From: Gloria McMillan <gmcmillan@east.pima.edu>

> PLAYING DRACULA TAG: the Adventures of the
> Two-Housewife _Dracula_ TEI-tagging Team
> by Gloria McMillan
> adjunct Writing Instructor, Pima Community College
> Tucson, Arizona
> One scorching day in Tucson, Arizona, my friend Sherri Greenberg and
> I decided to tag _Dracula_. We knew that putting TEI-SGML tags on every
> speech of every character in that novel would be more than a fortnight's
> work, but we were determined.
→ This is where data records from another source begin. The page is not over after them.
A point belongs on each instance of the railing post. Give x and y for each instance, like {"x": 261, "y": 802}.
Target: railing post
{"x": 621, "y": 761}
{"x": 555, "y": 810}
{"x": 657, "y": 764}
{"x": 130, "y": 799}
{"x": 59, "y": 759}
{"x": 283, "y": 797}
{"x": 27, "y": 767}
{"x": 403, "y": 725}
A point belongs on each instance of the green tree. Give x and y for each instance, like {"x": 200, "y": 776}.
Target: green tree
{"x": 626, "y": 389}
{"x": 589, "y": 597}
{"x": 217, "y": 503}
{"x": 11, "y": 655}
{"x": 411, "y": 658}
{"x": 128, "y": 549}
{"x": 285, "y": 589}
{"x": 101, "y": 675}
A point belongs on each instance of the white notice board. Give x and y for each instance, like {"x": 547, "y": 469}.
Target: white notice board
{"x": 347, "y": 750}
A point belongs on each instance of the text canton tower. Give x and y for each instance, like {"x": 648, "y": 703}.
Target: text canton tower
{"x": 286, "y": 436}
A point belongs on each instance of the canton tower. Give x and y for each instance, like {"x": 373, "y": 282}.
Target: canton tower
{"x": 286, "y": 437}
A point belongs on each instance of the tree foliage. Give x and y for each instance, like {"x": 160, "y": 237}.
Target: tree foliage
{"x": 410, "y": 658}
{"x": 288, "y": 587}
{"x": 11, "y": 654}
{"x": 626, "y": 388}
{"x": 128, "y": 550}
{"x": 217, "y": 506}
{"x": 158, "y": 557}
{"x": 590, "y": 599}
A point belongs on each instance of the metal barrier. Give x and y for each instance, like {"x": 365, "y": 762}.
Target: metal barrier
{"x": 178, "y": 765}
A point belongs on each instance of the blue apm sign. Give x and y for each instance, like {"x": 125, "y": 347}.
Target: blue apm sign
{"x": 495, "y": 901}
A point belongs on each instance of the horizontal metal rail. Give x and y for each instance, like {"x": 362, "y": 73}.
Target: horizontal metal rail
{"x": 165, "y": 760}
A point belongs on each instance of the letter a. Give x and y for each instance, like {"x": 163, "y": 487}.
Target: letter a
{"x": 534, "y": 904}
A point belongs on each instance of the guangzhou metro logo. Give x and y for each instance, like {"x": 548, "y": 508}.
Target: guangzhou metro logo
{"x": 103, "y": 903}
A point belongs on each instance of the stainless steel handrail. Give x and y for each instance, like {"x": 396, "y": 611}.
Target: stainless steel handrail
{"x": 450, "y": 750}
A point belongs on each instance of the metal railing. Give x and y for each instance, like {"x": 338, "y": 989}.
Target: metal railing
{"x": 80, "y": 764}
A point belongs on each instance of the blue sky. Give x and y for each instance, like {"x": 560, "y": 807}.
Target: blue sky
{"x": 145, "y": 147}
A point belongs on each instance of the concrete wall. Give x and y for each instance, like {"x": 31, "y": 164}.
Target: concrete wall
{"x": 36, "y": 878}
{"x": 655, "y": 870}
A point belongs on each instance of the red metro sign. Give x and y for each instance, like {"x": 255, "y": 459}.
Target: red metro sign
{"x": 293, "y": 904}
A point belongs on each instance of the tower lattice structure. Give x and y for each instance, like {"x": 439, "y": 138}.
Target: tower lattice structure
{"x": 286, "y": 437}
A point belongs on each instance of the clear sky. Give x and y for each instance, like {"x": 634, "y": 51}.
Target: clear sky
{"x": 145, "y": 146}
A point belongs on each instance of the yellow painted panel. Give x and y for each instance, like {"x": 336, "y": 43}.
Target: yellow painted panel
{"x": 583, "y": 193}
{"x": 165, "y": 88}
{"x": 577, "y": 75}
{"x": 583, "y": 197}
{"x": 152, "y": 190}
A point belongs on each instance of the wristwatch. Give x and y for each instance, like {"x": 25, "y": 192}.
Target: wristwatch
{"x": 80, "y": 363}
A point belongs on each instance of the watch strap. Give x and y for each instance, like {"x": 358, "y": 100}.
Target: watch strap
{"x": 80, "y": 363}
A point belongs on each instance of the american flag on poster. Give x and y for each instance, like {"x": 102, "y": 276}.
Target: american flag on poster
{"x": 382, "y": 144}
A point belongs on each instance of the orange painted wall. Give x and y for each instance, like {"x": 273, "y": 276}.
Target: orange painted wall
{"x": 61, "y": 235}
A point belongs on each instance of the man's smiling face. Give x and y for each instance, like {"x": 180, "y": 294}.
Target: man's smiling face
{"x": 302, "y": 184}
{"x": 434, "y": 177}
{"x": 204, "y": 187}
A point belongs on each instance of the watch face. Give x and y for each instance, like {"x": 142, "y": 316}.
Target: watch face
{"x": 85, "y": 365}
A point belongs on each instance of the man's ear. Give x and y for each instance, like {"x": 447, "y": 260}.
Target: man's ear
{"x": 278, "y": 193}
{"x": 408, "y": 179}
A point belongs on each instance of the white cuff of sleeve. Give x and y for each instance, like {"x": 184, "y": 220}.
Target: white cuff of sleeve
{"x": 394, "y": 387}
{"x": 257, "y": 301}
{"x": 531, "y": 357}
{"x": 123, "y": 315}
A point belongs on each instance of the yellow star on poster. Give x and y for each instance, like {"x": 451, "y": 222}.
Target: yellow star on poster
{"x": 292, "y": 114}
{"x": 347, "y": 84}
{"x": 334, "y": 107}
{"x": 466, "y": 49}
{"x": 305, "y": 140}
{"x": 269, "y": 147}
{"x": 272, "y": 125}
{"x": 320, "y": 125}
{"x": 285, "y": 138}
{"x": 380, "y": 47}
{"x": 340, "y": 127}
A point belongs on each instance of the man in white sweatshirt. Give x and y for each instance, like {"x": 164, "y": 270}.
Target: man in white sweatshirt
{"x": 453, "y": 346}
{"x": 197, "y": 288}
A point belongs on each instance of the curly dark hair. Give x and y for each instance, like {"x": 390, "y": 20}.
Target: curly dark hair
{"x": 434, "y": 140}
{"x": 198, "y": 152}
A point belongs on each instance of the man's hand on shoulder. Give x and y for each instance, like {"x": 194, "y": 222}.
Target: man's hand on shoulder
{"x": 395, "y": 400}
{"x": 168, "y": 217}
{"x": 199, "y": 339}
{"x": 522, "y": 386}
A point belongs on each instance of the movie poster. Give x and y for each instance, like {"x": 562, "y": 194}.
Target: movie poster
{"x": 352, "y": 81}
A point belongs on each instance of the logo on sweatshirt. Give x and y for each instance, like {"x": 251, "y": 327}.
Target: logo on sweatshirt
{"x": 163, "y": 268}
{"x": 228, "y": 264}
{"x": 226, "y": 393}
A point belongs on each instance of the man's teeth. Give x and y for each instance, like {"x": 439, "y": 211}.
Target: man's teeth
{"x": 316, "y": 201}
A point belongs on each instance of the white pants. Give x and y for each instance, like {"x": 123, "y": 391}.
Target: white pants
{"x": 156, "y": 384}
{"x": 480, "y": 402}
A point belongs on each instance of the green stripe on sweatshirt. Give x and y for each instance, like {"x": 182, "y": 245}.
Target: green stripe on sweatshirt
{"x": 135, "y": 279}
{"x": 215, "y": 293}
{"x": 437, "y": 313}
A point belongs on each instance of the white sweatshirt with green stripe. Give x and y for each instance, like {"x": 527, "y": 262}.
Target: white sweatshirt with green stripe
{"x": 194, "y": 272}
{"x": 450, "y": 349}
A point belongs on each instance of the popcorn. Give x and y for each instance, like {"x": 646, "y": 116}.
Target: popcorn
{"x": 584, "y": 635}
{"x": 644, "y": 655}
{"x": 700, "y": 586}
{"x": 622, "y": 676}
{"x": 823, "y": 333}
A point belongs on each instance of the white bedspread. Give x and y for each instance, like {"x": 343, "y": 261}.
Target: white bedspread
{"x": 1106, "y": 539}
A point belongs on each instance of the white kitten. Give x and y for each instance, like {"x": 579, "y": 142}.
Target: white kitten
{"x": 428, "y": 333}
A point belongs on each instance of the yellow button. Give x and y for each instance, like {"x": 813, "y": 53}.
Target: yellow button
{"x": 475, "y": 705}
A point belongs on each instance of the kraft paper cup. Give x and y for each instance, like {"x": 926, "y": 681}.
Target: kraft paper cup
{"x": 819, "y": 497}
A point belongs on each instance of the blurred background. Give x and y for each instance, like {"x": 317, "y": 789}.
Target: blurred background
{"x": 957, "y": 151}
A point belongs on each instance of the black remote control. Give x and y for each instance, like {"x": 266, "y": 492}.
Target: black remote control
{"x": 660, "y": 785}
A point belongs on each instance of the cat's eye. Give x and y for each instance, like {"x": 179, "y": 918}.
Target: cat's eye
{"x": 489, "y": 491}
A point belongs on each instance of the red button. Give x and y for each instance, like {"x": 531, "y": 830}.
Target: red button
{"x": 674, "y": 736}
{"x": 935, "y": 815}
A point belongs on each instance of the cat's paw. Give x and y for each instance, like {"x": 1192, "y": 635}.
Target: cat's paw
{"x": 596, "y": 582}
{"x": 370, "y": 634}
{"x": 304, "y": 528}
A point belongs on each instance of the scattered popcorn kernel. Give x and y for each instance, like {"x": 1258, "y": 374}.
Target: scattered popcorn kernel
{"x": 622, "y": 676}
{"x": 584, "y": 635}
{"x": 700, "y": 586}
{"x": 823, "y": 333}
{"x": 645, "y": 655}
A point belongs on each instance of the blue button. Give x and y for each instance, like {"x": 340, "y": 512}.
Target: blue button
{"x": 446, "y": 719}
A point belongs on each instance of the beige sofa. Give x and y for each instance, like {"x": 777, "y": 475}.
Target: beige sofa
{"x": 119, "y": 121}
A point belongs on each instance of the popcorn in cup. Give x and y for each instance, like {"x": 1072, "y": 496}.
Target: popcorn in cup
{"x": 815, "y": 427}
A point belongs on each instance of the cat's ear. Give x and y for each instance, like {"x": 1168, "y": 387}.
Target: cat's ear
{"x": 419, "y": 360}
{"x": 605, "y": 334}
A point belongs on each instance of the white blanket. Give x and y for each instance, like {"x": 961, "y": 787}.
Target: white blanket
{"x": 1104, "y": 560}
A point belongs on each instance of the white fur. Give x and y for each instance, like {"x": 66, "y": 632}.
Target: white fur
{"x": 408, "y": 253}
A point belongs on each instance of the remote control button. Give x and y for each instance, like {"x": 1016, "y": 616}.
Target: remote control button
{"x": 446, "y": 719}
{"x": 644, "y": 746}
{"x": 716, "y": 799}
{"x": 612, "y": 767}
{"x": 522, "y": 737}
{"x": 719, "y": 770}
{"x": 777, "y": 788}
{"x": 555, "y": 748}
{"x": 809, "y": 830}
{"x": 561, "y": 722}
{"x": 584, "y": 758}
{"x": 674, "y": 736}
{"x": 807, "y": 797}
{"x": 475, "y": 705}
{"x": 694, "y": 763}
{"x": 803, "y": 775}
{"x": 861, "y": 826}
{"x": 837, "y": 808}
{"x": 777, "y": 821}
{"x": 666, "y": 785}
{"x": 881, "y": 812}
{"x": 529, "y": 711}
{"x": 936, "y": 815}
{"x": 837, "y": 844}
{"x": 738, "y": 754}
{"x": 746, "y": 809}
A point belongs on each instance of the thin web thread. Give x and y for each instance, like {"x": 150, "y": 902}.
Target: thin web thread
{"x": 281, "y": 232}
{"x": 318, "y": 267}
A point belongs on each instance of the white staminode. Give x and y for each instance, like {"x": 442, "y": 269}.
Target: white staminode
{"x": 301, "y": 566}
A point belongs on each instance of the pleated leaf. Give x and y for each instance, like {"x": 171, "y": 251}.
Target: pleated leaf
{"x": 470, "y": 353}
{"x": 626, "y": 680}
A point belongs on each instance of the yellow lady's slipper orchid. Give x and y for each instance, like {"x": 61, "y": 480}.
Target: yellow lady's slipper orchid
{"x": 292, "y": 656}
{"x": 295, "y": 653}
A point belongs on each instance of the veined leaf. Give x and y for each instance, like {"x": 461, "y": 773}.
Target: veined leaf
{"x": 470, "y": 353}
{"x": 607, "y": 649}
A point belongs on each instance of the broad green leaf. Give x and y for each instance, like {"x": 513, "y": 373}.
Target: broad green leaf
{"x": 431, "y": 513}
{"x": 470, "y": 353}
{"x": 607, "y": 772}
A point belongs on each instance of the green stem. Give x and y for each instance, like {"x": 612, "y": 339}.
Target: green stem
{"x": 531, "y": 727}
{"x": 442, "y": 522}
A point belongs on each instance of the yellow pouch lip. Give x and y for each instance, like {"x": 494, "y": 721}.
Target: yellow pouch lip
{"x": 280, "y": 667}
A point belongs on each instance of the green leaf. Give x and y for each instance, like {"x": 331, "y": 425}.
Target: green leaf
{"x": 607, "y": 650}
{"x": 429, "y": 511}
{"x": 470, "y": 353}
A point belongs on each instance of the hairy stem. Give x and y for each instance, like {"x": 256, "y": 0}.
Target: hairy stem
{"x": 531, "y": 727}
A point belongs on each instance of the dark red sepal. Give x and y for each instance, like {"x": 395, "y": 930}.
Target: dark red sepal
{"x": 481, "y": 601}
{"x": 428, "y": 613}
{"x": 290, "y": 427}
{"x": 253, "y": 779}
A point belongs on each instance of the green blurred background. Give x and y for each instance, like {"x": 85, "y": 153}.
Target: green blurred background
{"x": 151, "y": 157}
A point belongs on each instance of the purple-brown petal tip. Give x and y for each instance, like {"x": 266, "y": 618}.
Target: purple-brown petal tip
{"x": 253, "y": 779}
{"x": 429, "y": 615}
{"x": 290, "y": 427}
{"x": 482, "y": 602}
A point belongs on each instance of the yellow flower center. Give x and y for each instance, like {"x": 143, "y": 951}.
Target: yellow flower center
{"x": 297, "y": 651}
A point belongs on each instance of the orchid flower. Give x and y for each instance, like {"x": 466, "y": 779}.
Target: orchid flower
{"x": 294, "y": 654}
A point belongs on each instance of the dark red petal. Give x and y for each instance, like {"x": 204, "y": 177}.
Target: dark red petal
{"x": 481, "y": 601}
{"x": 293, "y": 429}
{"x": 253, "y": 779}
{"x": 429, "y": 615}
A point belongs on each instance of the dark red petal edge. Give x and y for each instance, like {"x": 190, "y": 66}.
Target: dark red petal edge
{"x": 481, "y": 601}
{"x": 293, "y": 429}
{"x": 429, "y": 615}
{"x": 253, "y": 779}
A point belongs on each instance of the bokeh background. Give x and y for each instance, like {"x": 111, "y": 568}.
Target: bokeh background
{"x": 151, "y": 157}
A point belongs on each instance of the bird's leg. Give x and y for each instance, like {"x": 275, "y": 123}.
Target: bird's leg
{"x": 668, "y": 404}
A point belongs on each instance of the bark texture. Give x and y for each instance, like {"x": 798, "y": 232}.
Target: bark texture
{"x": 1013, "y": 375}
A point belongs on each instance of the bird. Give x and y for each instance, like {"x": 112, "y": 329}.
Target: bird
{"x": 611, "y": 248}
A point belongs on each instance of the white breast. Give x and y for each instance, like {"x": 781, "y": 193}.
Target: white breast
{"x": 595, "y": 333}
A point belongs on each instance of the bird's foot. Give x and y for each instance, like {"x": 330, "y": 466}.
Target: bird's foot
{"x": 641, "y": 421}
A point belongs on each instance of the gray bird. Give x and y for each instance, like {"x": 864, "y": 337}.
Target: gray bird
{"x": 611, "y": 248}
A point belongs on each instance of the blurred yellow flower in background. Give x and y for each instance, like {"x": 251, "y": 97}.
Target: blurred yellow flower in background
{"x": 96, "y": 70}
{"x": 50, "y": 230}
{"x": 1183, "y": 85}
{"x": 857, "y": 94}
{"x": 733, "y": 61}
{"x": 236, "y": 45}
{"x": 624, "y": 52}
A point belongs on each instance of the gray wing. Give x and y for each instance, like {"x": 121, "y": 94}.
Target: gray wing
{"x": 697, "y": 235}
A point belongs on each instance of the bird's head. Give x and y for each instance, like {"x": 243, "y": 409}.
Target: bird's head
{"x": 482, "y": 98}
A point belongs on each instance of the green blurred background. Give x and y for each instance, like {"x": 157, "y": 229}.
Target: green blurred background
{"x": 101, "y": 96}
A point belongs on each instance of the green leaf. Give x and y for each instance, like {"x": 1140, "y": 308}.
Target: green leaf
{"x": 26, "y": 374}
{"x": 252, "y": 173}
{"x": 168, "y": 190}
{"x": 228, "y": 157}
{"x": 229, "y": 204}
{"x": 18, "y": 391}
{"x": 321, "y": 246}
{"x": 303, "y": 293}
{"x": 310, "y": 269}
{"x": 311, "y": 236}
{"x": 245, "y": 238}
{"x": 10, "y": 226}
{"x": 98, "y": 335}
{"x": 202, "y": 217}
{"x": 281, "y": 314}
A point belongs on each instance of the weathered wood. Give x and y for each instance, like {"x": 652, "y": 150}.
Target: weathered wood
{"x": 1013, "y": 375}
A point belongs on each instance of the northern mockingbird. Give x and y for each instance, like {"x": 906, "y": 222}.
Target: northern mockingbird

We had been discussing the prospects and our
> shared opinion was that every minor poet from "mainstream" literature would
> be given precedence before anyone would get around to tagging the classics
> of horror and science fiction. Being fans of the classics of these genres,
> this was, for us two, a dim prospect. I wondered if we would "crack" under
> the strain of going speech-by-speech and character-by-character through
> _Dracula_.
> "Are you sure you want to do this?" I asked Sherri, thinking that she
> might wish to be let off lightly.
> Sherri smiled and nodded cheerfully, _Dracula_ being a special favorite
> of hers. I recalled that she was and is one of the most patient and
> methodical of quilters. Quilters are a special kind of person. They're
> tough. She had plenty of chances to show just how tough she had to be to
> complete this unheard-of project, as we shall see, but, before that, I
> should like to give some overview of our method for this project.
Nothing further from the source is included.